A pick-up in consumer sentiment does not always translate into a pick-up in spending, as evidenced by a flat read of retail sales for February from the Confederation of British Industry on Thursday.

But energy prices are finally receding from last year's punishing highs, and the UK economy is not looking quite so bad as expected just a few short weeks ago, according to this week's Purchasing Management Index (PMI) surveys on business activity, which showed an unexpected bounce in early February.

"Following on from Tuesday's strong PMI release, the UK outlook has received another boost today in the form of a big jump in GFK consumer confidence. This has now returned to levels not seen since last April," ING strategist Chris Turner said.

"At the margin, this will make the Bank of England's life harder as it seeks to cool aggregate demand to soften inflation," he said.
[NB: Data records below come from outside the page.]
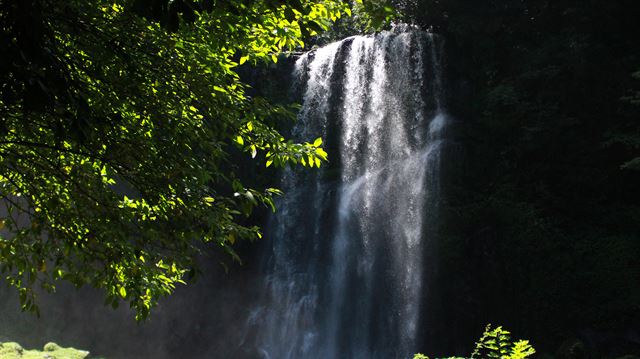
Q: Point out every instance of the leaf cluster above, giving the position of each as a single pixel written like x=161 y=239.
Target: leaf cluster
x=118 y=128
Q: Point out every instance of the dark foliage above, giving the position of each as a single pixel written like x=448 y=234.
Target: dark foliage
x=542 y=229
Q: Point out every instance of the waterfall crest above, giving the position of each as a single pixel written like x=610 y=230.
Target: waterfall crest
x=346 y=270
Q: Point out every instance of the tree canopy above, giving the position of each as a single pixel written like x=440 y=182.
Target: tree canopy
x=121 y=123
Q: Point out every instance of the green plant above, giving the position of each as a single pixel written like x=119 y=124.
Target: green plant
x=497 y=343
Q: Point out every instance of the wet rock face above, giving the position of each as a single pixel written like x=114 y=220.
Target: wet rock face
x=10 y=350
x=350 y=261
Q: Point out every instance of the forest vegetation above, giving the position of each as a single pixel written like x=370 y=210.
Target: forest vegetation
x=130 y=143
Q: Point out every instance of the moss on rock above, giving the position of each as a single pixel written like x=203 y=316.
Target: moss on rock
x=51 y=351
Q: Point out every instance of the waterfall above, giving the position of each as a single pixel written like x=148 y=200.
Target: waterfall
x=345 y=276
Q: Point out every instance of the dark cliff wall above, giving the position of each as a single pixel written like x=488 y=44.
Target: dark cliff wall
x=541 y=230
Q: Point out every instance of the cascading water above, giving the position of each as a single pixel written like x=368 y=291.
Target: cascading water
x=346 y=271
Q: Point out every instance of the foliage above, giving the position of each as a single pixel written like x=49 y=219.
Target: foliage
x=50 y=351
x=122 y=124
x=496 y=343
x=543 y=208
The grind lower in the pound in February has, for once, had less to do with the weakness in the British economy and more to do with the view among investors that the Federal Reserve still has some way to go before it can stop raising interest rates, which has given the U.S. dollar this month its biggest boost since September.
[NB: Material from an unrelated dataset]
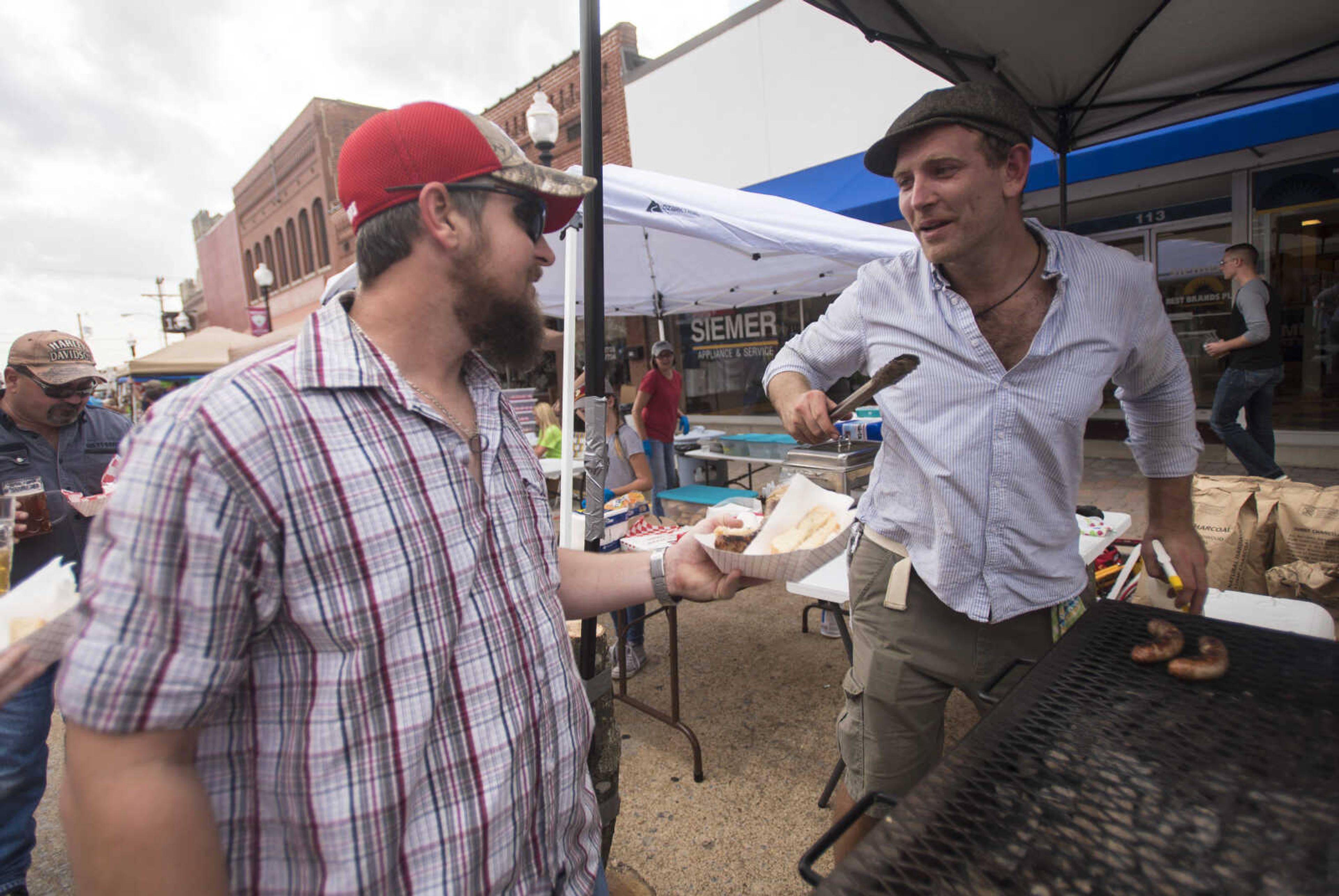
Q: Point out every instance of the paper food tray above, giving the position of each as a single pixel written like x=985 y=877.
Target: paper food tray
x=756 y=562
x=47 y=594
"On sterling, we think this year will be more about pricing out bad news and less about pricing in good news, but 2024 looks more promising to us," Michalis Rousakis, a strategist at BofA, said.

The BoE is widely expected to raise rates to a peak of around 4.6% by August, from 4.00% now. Money markets show traders believe UK rates will be around the 4.5% mark by the end of the year.

The Fed, meanwhile, is expected to raise rates to 5.35% by July, from 4.75% now, with little chance of any kind of drop before the end of 2023.